The Vegas Decade And The Bipartisan Mortgage Meltdown
11/21/2008
A+
|
a-
Print Friendly and PDF

As I research the history of the mortgage meltdown, it's funny how often Las Vegas takes center stage. For example, here's a USA Today article from January 20, 2004:

Bush seeks to increase minority homeownership

In a bid to boost minority homeownership, President Bush will ask Congress for authority to eliminate the down-payment requirement for Federal Housing Administration loans.

In announcing the plan Monday at a home builders show in Las Vegas, Federal Housing Commissioner John Weicher called the proposal the "most significant FHA initiative in more than a decade." It would lead to 150,000 first-time owners annually, he said.

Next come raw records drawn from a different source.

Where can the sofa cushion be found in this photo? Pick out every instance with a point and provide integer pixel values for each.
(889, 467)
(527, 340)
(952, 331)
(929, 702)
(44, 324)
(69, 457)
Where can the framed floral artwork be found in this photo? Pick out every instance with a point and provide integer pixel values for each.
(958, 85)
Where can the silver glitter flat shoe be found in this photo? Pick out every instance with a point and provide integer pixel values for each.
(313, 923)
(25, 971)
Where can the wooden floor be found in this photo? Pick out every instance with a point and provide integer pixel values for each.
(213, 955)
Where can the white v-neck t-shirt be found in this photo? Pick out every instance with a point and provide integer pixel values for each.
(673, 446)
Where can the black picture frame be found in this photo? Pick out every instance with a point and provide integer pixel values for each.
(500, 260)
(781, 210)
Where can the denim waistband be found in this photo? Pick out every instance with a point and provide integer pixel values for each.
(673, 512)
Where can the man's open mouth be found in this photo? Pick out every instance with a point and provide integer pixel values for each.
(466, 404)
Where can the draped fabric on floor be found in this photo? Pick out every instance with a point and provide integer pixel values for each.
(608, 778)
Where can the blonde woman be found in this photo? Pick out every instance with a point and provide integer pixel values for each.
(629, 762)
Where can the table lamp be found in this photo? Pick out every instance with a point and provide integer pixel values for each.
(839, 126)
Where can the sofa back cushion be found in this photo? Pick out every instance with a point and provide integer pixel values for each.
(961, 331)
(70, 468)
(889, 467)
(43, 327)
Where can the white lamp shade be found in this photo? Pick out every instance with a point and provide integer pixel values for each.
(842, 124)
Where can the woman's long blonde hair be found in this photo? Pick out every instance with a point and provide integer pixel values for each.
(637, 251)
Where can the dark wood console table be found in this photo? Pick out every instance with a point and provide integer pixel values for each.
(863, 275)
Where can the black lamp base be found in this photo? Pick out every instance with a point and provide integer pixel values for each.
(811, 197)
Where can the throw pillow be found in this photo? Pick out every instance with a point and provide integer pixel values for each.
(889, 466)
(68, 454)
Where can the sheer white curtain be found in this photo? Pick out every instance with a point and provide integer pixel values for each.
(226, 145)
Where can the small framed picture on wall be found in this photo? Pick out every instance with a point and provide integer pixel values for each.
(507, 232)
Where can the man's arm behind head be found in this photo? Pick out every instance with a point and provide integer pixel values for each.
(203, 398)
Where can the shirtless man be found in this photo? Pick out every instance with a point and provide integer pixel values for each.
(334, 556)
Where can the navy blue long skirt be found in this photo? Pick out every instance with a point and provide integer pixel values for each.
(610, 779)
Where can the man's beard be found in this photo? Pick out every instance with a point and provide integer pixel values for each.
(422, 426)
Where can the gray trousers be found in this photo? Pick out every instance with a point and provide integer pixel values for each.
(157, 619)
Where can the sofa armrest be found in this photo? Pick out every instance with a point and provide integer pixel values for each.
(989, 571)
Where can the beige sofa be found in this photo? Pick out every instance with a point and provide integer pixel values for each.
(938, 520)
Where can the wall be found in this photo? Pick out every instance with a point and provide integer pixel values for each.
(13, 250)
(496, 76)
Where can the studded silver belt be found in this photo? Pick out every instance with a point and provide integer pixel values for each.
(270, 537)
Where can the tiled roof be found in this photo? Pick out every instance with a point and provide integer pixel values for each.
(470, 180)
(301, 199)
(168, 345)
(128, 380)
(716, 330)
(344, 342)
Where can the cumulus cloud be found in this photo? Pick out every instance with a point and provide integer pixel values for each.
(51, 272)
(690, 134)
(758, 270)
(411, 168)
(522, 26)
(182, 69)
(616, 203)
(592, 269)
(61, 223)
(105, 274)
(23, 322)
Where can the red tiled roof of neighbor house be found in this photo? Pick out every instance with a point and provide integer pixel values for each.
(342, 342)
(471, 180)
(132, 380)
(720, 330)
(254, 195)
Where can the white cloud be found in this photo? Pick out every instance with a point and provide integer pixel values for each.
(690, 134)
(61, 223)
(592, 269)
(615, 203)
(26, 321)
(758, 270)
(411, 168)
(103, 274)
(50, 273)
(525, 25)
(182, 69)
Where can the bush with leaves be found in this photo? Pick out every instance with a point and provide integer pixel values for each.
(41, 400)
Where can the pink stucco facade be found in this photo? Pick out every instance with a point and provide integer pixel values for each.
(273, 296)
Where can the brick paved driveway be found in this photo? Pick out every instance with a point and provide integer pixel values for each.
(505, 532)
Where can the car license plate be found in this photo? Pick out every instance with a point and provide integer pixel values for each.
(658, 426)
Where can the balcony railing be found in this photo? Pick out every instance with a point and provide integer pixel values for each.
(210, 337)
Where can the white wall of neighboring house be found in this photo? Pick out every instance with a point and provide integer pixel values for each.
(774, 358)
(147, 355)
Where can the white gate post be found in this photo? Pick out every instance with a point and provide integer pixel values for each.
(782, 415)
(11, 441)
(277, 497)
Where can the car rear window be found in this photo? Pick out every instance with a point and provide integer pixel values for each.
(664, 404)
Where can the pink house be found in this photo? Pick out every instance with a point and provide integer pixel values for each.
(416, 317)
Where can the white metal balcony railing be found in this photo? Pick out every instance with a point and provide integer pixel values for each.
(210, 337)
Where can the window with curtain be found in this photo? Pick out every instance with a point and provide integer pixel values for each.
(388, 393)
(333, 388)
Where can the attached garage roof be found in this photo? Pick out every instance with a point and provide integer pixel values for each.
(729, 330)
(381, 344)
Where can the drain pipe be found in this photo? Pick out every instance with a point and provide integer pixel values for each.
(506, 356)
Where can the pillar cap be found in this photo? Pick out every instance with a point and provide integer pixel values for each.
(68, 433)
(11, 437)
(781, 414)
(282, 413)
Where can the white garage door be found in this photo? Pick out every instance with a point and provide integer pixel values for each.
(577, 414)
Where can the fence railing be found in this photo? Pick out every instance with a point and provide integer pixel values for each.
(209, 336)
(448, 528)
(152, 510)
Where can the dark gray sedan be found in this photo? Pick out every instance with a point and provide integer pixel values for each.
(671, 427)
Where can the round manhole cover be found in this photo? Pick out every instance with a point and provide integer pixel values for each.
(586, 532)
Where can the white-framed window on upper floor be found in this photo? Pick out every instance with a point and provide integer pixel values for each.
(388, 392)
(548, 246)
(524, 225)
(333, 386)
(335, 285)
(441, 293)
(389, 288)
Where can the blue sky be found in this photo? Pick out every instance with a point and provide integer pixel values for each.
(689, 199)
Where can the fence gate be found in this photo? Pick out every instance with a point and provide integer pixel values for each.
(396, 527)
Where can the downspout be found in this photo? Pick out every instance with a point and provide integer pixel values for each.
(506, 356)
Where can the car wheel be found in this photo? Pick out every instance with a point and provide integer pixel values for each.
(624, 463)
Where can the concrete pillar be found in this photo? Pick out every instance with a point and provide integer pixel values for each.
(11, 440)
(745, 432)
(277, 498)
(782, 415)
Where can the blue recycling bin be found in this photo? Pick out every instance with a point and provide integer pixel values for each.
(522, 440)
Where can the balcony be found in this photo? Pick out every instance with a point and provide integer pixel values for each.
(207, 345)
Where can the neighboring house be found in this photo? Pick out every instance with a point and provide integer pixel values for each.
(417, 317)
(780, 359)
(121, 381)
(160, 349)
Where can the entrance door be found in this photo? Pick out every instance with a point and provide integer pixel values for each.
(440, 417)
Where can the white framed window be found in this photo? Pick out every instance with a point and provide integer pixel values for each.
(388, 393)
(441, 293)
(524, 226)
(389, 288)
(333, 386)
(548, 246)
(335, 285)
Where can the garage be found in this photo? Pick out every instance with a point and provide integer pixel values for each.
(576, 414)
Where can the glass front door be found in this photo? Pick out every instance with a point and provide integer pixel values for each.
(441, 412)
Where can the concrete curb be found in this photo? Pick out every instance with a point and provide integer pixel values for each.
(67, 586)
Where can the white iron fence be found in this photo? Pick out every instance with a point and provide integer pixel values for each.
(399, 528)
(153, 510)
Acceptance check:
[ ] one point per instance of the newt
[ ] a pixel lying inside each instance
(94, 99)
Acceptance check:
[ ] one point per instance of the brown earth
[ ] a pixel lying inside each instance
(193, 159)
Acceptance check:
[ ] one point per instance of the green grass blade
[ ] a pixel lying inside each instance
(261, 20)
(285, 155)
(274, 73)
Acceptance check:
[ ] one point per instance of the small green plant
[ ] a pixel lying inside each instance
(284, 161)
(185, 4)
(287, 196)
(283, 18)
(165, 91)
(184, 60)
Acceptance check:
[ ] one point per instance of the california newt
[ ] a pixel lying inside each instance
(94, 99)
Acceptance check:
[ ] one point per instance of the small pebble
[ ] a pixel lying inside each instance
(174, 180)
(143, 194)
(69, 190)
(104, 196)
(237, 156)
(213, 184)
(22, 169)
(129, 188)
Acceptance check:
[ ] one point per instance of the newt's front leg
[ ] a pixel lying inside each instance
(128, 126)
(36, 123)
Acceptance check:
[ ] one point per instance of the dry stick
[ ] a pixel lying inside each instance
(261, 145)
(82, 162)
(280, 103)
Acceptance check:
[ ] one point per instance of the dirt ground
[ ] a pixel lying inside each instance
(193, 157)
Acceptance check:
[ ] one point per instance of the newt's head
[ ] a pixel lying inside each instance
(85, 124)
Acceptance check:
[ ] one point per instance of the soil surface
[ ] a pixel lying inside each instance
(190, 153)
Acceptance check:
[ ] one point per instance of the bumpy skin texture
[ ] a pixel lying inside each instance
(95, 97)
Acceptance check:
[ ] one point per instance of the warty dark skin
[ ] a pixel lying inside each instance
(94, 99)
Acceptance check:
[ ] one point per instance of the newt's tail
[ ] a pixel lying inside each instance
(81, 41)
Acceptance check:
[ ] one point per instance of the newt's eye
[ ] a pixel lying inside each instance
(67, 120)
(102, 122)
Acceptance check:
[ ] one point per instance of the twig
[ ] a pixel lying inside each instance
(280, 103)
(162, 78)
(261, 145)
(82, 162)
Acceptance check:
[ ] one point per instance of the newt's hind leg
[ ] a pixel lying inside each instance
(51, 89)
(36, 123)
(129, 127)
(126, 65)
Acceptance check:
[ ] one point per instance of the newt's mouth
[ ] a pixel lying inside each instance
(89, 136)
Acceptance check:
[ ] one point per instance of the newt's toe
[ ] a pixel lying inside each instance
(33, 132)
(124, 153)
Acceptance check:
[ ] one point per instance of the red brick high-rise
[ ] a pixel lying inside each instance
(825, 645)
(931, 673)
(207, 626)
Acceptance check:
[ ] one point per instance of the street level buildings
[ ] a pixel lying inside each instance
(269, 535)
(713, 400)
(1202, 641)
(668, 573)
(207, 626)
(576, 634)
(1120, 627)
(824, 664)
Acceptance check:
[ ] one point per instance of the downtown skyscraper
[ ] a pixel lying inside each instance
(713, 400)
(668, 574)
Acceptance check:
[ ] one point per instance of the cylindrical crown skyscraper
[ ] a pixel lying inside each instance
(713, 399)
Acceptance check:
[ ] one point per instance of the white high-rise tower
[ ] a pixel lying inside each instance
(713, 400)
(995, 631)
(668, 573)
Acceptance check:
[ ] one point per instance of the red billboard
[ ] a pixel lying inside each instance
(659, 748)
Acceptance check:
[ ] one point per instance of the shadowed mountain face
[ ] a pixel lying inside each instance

It's not the particular government program that's of major interest, it's the message the Bush Administration was sending. Federal regulators are supposed to take away the punchbowl when the party gets interesting, but announcing that the President hates down payments, that the Chief Executive feels that requiring people with bad credit to put money down on a house is UnAmerican and probably racist, at a homebuilder's convention in Las Vegas, well, I've exhausted all the punchbowl similes ... This is liking filling all the nasal decongestant inhalers at the Betty Ford Clinic with pure pharmaceutical cocaine.

The percentage of first-time homebuyers in California (Ground Zero of the disaster) who put no money down increased from 11% in 2002, when Bush first banged the anti-minority evils of down payments to 33% in 2004 to 41% in 2006. So, Bush certainly got what he repeatedly called for — a big weakening in credit standards.

Nothing-down options are available on the private mortgage market, but, in general, they require the borrower to have pristine credit. Bush's proposed change would extend the nothing-down option to borrowers with blemished credit.

The FHA isn't a direct lender, but guarantees loan payments for mortgages on moderately priced owner-occupied property. The FHA guarantee now permits private lenders to finance as much as 97% of the purchase price of a home for millions of low- and middle-income borrowers.

In the proposal soon to be delivered to Congress, Bush would allow the FHA to guarantee loans for the full purchase price of the home, plus down-payment costs. As a practical matter, the FHA would guarantee mortgages as high as 103% of the value of the underlying property.

103% Loan-to-Value?

Sure, why not? What could possibly go wrong?

Weicher says the change is aimed at potential home buyers whose credit excludes them from the private mortgage market. Borrowers would need sufficient income to meet monthly payments. But, he said, the plan would eliminate the single largest impediment to homeownership for millions of households – lack of money for a down payment.

Well, lack of money for a down payment was supposed to be an impediment to homeownership.

The most recent government figures show a national home ownership rate of 68.4%, the highest ever. But less than half of black and Latino householders own the home in which they live. Bush has a goal of 5.5 million new minority homeowners this decade.

FHA loans carry higher risks of delinquency and foreclosure than do private mortgages, and the proposed change presumably will lead to greater losses to the government than the current program does.

Weicher said the added risk will be offset by higher fees charged to borrowers who opt to make no down payment.

On a $100,000 mortgage with an interest rate of about 6%, the nothing-down borrower could expect closing costs $750 higher than other FHA customers. Monthly house payments would be slightly higher.

Mortgage analyst Keith Gumbinger of financial publishers HSH Associates says the Bush plan "would fill at least a small niche in the mortgage market" – first-time buyers with somewhat impaired credit.

Affordable-housing advocate Scott Syphax, CEO of Nehemiah Corp., called the proposal "revolutionary." It marks the clearest official acknowledgment that millions of potential homeowners are being blocked by high down-payment costs, he says.

The Nehemiah Corp. describes itself as:

In 1994, Nehemiah Corporation of America (”Nehemiah”) was founded by a young African-American preacher with a $5,000 loan from a Baptist church in Sacramento, California. ... However, as its Vision Statement indicates, its charitable activities are more expansive than just down payment assistance, it also provides opportunities for economic empowerment and community revitalization.
Personally, I can't make sense out of what they do, but it seems like they do it on a pretty large scale. The point is that everybody who was anybody across the ideological board was for the steps that led to the mortgage meltdown.